Some two years later when he was physically wasted away and still dictating on our little portable transcribing machine, this time motions for continuances. Bill Helm loved the law.
He died at a young age. He had a full life and a short life.
He was Commander in the Navy, active in the Reserve, active in Community affairs, a strong family man; children ages two to thirteen.
I know we will always remember William Helm. Thank you.
JUDGE SHOOK: Judge Shure will respond for the Court.
REMARKS BY JUDGE SHURE
JUDGE SHURE: Members of the Bar and friends of Bill Helm, while it was not my pleasure to know Bill Helm socially during his brief career, it may be fitting that I speak for the Court about this fine young man.

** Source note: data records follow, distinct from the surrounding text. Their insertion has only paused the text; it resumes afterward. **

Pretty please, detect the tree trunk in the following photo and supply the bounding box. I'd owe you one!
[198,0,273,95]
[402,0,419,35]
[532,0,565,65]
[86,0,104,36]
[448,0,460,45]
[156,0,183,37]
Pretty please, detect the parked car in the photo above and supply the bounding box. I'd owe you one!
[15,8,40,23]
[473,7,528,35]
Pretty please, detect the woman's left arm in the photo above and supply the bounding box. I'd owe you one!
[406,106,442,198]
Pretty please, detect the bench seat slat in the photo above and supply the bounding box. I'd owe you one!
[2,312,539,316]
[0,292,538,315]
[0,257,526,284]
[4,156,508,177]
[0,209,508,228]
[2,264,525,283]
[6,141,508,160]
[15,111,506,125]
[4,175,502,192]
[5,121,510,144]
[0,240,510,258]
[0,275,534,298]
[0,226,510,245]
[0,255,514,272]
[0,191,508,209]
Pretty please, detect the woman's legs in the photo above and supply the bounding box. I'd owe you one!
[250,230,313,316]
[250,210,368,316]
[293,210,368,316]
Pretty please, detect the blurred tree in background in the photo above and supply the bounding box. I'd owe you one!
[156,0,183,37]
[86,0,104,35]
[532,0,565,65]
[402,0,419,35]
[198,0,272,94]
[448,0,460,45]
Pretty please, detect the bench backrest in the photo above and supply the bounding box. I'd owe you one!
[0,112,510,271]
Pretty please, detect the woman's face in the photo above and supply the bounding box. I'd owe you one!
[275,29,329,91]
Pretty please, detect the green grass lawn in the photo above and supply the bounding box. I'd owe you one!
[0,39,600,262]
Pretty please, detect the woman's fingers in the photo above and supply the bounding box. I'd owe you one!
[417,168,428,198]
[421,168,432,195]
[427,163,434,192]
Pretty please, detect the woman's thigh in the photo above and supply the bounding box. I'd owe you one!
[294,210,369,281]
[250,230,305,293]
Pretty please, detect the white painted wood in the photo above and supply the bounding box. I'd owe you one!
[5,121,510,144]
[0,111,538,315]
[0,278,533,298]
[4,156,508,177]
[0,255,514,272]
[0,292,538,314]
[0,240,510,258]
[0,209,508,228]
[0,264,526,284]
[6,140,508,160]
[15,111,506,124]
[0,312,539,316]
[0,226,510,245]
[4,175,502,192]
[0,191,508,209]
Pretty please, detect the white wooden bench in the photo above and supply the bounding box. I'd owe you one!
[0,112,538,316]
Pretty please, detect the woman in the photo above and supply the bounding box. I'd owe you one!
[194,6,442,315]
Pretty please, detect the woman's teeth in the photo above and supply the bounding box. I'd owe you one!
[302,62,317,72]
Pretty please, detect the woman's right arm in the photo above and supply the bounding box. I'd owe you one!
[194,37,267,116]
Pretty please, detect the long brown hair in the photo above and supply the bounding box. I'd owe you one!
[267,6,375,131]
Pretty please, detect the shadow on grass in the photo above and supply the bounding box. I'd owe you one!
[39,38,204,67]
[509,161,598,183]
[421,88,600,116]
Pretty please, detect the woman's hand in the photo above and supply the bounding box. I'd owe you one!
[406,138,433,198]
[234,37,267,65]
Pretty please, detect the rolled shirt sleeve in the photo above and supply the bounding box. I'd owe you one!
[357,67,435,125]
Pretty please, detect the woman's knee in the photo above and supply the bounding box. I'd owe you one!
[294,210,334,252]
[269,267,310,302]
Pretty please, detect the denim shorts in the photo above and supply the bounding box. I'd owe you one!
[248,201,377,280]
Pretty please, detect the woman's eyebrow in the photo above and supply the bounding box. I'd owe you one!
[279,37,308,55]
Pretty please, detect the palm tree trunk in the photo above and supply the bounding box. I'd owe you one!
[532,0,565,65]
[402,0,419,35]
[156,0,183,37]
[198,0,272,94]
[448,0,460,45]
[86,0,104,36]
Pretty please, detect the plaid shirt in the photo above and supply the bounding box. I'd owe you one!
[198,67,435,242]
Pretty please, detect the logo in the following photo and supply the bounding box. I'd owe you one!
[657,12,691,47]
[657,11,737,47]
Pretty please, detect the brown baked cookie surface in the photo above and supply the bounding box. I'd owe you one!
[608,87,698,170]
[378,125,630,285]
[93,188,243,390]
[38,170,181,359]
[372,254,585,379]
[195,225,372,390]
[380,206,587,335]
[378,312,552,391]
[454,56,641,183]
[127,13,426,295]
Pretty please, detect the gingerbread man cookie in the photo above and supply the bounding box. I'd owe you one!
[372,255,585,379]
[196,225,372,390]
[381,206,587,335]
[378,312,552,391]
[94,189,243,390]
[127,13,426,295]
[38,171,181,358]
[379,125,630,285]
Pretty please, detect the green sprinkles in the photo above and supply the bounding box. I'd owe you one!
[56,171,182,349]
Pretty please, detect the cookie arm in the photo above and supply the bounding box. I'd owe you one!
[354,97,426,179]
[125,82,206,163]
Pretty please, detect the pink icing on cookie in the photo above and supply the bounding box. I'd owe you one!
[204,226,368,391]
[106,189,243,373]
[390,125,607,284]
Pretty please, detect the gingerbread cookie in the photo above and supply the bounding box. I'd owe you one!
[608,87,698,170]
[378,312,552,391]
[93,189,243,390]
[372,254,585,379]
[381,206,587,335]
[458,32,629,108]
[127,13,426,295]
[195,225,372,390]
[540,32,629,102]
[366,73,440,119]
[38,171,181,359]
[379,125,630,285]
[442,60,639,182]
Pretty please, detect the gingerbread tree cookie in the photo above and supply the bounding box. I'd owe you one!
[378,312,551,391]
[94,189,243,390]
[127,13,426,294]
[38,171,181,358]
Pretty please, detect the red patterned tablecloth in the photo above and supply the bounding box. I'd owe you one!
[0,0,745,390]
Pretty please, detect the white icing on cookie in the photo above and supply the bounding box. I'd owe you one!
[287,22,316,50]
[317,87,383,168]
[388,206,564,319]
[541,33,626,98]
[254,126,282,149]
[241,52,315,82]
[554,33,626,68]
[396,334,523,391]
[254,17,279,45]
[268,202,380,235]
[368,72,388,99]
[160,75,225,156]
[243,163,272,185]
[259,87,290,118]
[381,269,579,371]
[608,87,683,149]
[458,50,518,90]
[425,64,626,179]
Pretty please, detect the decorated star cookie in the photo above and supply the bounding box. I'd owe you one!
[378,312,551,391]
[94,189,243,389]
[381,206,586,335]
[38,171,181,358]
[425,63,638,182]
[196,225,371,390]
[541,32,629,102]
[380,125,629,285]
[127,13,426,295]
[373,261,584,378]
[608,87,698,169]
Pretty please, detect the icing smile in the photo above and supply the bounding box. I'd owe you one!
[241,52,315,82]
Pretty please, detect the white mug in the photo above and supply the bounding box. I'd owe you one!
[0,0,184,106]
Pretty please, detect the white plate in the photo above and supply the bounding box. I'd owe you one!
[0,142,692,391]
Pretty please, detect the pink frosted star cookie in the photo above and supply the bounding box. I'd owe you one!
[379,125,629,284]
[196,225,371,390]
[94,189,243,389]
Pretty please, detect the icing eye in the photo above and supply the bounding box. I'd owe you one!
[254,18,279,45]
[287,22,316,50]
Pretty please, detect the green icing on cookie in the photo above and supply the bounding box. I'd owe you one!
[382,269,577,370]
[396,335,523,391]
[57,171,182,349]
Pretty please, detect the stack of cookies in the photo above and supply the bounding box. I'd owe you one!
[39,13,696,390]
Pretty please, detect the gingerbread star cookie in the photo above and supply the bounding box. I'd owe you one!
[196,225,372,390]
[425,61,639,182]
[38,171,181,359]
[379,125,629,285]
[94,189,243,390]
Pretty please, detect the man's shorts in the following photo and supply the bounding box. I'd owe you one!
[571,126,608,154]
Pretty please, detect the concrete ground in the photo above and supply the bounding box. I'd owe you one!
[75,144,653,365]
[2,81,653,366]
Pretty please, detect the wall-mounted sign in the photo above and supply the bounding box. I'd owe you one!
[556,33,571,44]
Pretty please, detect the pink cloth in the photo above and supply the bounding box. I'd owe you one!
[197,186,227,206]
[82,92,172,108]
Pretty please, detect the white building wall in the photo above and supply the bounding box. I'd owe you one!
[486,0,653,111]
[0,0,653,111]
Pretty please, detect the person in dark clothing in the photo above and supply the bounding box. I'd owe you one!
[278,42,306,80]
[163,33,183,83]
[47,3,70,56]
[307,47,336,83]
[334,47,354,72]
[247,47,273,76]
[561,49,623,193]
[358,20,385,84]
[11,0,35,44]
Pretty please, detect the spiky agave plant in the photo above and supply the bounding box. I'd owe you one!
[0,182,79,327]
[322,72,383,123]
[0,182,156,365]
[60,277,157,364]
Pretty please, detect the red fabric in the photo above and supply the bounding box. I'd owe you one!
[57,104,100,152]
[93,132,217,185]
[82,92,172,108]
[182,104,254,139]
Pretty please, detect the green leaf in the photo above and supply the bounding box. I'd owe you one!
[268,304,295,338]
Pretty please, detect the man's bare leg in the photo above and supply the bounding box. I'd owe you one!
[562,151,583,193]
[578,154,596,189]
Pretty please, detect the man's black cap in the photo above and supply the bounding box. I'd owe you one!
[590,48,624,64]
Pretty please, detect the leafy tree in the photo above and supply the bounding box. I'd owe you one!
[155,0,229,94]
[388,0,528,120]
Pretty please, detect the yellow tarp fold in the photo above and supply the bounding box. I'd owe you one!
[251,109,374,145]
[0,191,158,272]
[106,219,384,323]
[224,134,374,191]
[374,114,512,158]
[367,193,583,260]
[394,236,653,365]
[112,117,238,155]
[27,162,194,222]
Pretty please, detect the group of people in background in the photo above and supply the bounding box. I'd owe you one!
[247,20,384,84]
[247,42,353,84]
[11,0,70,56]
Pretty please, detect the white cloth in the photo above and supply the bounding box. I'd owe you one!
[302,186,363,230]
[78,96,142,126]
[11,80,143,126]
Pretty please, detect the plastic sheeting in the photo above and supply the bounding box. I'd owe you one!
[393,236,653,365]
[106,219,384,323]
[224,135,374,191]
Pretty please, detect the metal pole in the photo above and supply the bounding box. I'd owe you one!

He and I had several things in common – we both graduated from the University of Maryland; we both graduated from Georgetown University Law School; and we both practiced law in the Thirteenth Election District for Montgomery County. There the similarity ceased, as he far outdid me insofar as children were concerned. He had six to my two.
I did know of his tragic condition; and I observed him in my court on several occasions where he was always impressive as a student of the law. He was well-prepared, courteous but aggressive, and always giving his best in behalf of his client.
As has been previously stated, he was articulate, intelligent, and extremely enthusiastic about the legal profession; and all young lawyers could profit by observing his representation of a client from the inception of a case to its finality in the courtroom.
He maintained his active status in the Navy as a Commander, and he was extremely interested and helpful in community affairs. He was a religious man, and a dedicated family man and a great credit to himself, his country, his family and his profession.
William P. Helm will be sincerely missed by all those who knew him personally, or had any contact with him, directly or indirectly.
All members of this Circuit Bench would like to speak, but this is impractical with eleven judges. Therefore, in behalf of the members of this Bench of the Sixth Judicial Circuit of Maryland, I extend our sincere sympathy to members of his family. May God sustain them at this time.